Tidak hanya sekadar mencatat rumus di buku, siswa benar-benar diajak membuktikan secara nyata bagaimana hubungan antara sisi-sisi segitiga siku-siku itu bekerja.
Dengan kertas warna-warni di tangan, setiap kelompok siswa mulai menggambar segitiga siku-siku. Mereka lalu memotong kertas membentuk persegi sesuai panjang masing-masing sisi.
Potongan-potongan kertas itu kemudian ditempel, dan dari situlah terlihat jelas bahwa luas persegi pada sisi miring ternyata sama dengan gabungan luas persegi pada dua sisi lainnya.
Sorak gembira terdengar saat siswa menyadari bahwa rumus Pythagoras bukan hanya angka di papan tulis, melainkan sebuah kebenaran yang bisa dibuktikan dengan sederhana. Kelas pun dipenuhi warna, tawa, dan rasa penasaran yang terjawab.

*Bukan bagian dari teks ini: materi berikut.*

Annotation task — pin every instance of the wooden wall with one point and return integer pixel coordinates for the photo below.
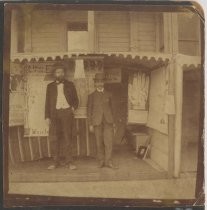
(112, 31)
(144, 28)
(191, 107)
(49, 29)
(159, 148)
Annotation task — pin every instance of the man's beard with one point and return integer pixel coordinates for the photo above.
(59, 78)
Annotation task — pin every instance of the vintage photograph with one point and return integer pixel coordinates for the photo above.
(104, 102)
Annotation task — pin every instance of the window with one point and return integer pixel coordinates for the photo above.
(77, 33)
(188, 33)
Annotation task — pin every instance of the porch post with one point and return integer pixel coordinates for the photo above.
(171, 46)
(27, 14)
(14, 32)
(133, 32)
(91, 31)
(178, 116)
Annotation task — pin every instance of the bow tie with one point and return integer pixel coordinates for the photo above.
(59, 82)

Di akhir kegiatan, Ustadzah Erna berpesan dengan lembut, “Matematika bukan sekadar angka, tapi cara kita melihat dan membuktikan kebenaran dalam kehidupan.” Pesan itu seakan menegaskan bahwa belajar akan lebih bermakna bila disertai pengalaman nyata.
Hari ini, siswa tidak hanya belajar tentang Teorema Pythagoras, tetapi juga belajar bagaimana matematika bisa menjadi sahabat yang dekat, nyata, dan menyenangkan.